İşe iade davası açabilirsiniz
4 Nisan 2005
Ali Tezel;
[email protected]
[email protected]
İşe iade davası açabilirsiniz
Ali bey, yaklaşık 20 yıldan beri ülkenin önde gelen bankalarından birinin personel müdürü iken iş aktim, emekliliğimi hak etmiş olmam nedeniyle feshedildi ve işten çıkarıldım. Ancak bana tebliğ edilen işten çıkarma kararından bu neden yazılmamış sadece bana söylendi. Ancak, ben daha emekli olmak istemiyorum ve çalışmak istiyorum. Üstelik benden sonra personel müdürlüğü kadrosunu kaldırıp yerine insan kaynakları müdürlüğü adı verilen bir birim kurdular. İşime tekrar kavuşabilir miyim? Bu arada bankam herhangi bir mağduriyet yaşatmadan bütün tazminatlarımı da ödedi ama işten çıkarma kararlarında herhangi bir neden belirtmediler diye dava açabilir miyim? İsmi Mahfuz
Sayın okurum, 4857 Sayılı İş Kanunu’nun 17’nci maddesi gereğince işten çıkarmalarda işveren mutlaka işçiye işten çıkarmayı yazılı olarak bildirmek ve yazılı bildirimde geçerli-yasal bir neden belirtmek zorundadır. Kanunun, feshin geçerli sebebe dayandırılması başlıklı 18. maddesinde, otuz veya daha fazla işçi çalıştıran işyerlerinde en az altı aylık kıdemi olan işçinin belirsiz süreli iş sözleşmesini fesheden işverenin,
-işçinin yeterliliğinden veya
-davranışlarından ya da
-işletmenin,
-işyerinin veya
-işin gereklerinden;
kaynaklanan geçerli bir sebebe dayanmak zorunda olduğu hükme bağlanmıştır.
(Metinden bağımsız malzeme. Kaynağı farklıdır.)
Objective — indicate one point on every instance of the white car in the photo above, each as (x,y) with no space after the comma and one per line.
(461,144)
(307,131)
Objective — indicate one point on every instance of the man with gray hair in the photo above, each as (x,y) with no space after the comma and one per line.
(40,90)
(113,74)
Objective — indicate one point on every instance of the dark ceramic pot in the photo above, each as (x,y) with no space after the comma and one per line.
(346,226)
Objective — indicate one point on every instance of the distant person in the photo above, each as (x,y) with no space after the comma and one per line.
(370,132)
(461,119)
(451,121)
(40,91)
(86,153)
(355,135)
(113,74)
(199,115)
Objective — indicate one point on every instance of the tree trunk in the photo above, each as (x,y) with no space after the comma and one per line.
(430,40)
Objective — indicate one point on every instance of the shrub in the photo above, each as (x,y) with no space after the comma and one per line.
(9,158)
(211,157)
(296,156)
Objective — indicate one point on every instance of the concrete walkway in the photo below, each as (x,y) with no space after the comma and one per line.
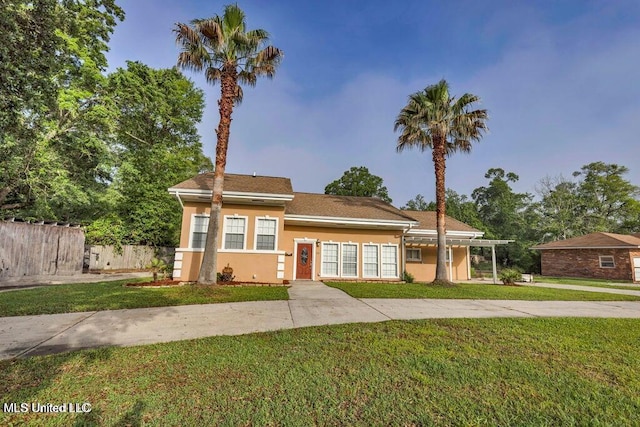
(310,304)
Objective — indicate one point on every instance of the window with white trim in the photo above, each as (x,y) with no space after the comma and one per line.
(369,260)
(234,232)
(414,255)
(330,259)
(389,261)
(607,261)
(349,260)
(199,226)
(266,234)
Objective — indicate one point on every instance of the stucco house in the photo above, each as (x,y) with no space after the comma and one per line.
(595,255)
(269,233)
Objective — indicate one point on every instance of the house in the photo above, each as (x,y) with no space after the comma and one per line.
(596,255)
(269,233)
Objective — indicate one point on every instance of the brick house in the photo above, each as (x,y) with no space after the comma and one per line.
(595,256)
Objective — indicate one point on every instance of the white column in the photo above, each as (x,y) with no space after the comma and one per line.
(493,262)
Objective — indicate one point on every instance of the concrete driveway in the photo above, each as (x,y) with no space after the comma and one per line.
(310,304)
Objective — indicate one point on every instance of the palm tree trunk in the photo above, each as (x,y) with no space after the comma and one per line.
(439,153)
(208,269)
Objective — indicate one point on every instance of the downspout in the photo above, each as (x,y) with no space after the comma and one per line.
(404,250)
(180,200)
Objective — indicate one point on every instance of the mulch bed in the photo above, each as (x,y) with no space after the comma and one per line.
(170,283)
(158,284)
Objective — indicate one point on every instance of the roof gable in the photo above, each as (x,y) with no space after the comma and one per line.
(427,220)
(594,240)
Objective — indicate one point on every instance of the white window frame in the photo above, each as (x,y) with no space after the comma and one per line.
(322,260)
(255,233)
(377,246)
(611,257)
(411,259)
(397,275)
(224,232)
(192,230)
(341,259)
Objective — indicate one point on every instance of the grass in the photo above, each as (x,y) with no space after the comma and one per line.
(445,372)
(616,284)
(472,291)
(114,296)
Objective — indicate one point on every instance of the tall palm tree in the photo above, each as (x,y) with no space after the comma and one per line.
(432,119)
(230,54)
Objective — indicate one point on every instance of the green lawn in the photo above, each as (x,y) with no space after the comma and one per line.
(472,291)
(616,284)
(445,372)
(114,296)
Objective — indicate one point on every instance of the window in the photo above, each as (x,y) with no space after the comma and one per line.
(607,261)
(414,254)
(330,259)
(199,224)
(266,234)
(389,261)
(349,260)
(234,231)
(370,260)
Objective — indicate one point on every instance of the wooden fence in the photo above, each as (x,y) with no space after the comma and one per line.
(128,257)
(34,249)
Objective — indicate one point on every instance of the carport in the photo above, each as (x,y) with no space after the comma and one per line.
(433,241)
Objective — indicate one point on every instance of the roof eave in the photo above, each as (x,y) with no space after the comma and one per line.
(327,220)
(232,195)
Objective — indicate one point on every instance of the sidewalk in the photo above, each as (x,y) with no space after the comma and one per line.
(311,303)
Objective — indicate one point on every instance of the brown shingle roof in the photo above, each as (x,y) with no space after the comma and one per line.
(240,183)
(427,221)
(594,240)
(313,204)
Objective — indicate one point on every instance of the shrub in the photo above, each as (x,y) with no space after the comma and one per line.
(408,277)
(158,266)
(509,276)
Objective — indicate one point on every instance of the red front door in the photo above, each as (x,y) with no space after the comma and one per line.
(304,261)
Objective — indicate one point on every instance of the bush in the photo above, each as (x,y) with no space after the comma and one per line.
(408,277)
(510,276)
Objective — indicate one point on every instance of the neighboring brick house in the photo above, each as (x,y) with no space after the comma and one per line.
(269,233)
(596,256)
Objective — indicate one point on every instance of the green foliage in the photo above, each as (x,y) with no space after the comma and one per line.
(510,276)
(158,266)
(358,181)
(408,277)
(418,204)
(58,161)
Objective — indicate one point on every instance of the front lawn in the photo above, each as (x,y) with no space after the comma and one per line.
(472,291)
(114,296)
(444,372)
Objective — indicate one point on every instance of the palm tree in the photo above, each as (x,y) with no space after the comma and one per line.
(432,119)
(228,53)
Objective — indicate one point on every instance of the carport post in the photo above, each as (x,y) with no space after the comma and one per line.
(493,264)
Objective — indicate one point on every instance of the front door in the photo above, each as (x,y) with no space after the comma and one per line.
(304,261)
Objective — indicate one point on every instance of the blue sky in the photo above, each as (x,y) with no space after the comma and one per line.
(561,81)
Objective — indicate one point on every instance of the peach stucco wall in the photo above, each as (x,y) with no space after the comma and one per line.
(264,266)
(337,235)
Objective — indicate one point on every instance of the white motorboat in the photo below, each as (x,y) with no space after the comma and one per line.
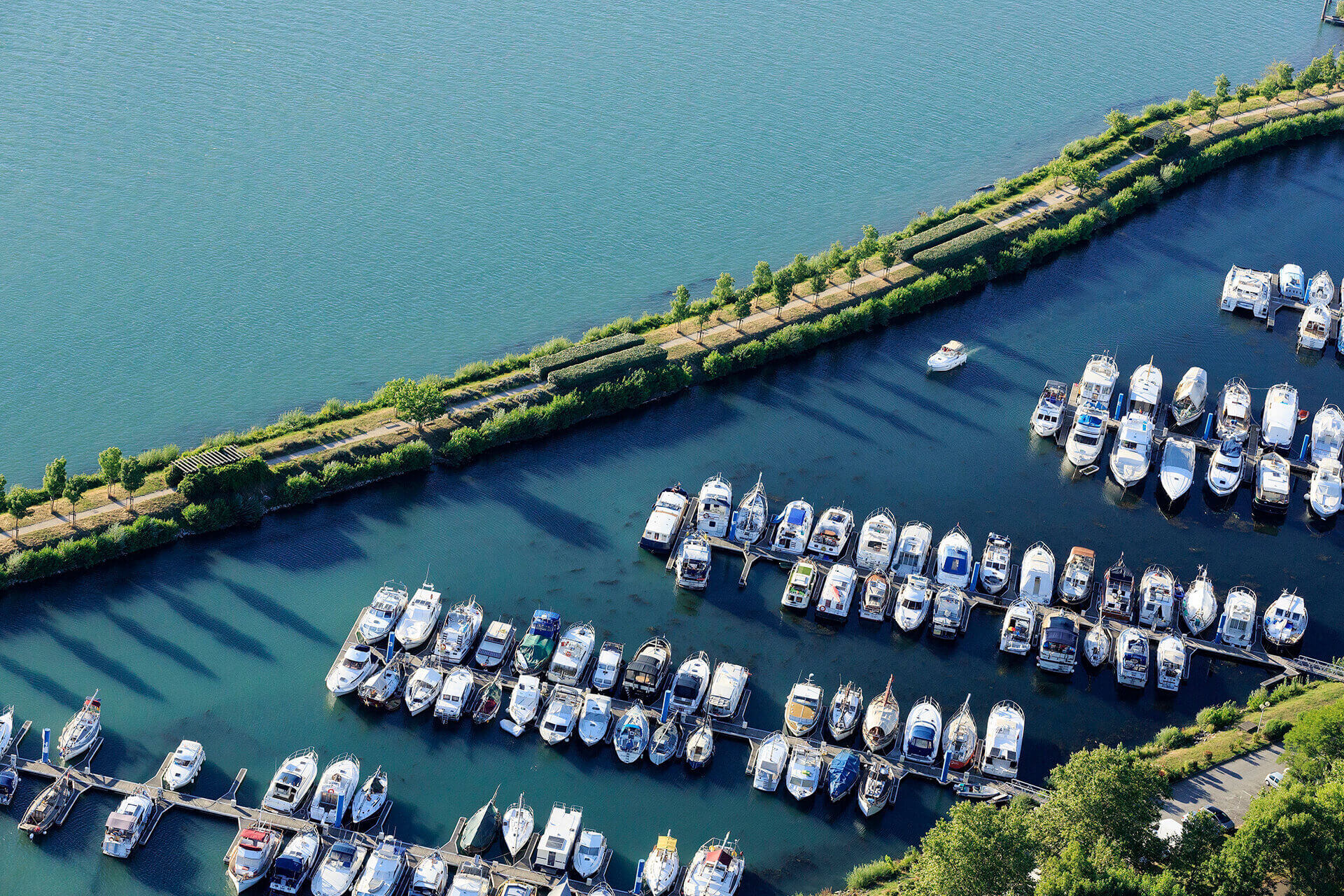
(292,783)
(381,615)
(714,507)
(1190,397)
(911,550)
(995,564)
(838,592)
(1003,739)
(793,527)
(1050,409)
(1038,575)
(911,603)
(664,519)
(1285,621)
(1280,416)
(876,540)
(832,532)
(187,761)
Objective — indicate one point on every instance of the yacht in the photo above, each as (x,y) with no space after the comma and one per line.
(876,540)
(664,519)
(1050,407)
(1003,739)
(832,532)
(911,550)
(714,508)
(793,527)
(381,615)
(292,783)
(838,592)
(995,564)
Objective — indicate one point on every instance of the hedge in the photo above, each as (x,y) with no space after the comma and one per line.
(582,352)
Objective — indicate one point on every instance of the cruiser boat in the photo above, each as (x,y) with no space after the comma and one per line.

Bu nedenle, yazılı işten çıkarmanın size tebliğ edildiği tarihten itibaren bir ay içinde İş Mahkemesi’nde dava açarak yazılı işten çıkarma kararında bir neden belirtilmemesini gerekçe gösterebilirsiniz.
Ayrıca, 4857 Sayılı İş Kanunu gereğince çalışan herkes ‘işçi’dir, onlardan bazılarına genel müdür, müdür, şef gibi verilen unvanlar kanuni unvanlar değil, sadece işverenin verdiği unvanlardır. Bu nedenle, personel müdürlüğünün isminin insan kaynakları müdürlüğü olması da yasaya değil keyfiyete dayandığından davayı kazanmanıza engel olamaz.
Ücret artışı zorunlu mu?
Ali Bey, ben 02.03.1998 tarihinde özel sektörde halkla ilişkiler departmanında 19.11.2004 tarihine kadar çalıştım. Buradan kendi isteğimle ayrılmak zorunda kaldım ama bu süre zarfında bize 2 yıl boyunca zam yapılmadı bugün yapacağız yarın yapacağız diye bizi oyaladılar. Ben de bu sebepten dolayı çıkacağımı belirttim ve bana çıkma demediler ben bu durumda tazminat hak edebiliyor muyum? Meryem Çınar
Hanımefendi, gerek şimdiki 4857 Sayılı ve gerekse eski 1475 Sayılı İş Kanunları gereğince ücret konusunda işverenin yükümlülüğü vardır. Birincisi asgari ücretten daha az ücret vermemek ve diğeri takip eden ayın 20’sine kadar ücreti mutlaka ödemek, üçüncüsü ise ücretten indirim yapmamak olup bunları yerine getirmeyen işverenin işi
bu nedenlerle bırakılırsa kıdem tazminatına hak kazanılır. Bunun dışında işveren her yıl, her altı ayda bir veya diğer zaman aralıkları baz alınarak zam yapmak zorunluluğunda değildir ama işçi de o işyerinde çalışmak zorunda değildir. Bu nedenle ücretinize zam yapmadığı iki yıl boyunca asgari ücretten fazla ücret almış olduğunuz halde işinizi bırakmışsanız kıdem tazminatı isteme hakkınız yok.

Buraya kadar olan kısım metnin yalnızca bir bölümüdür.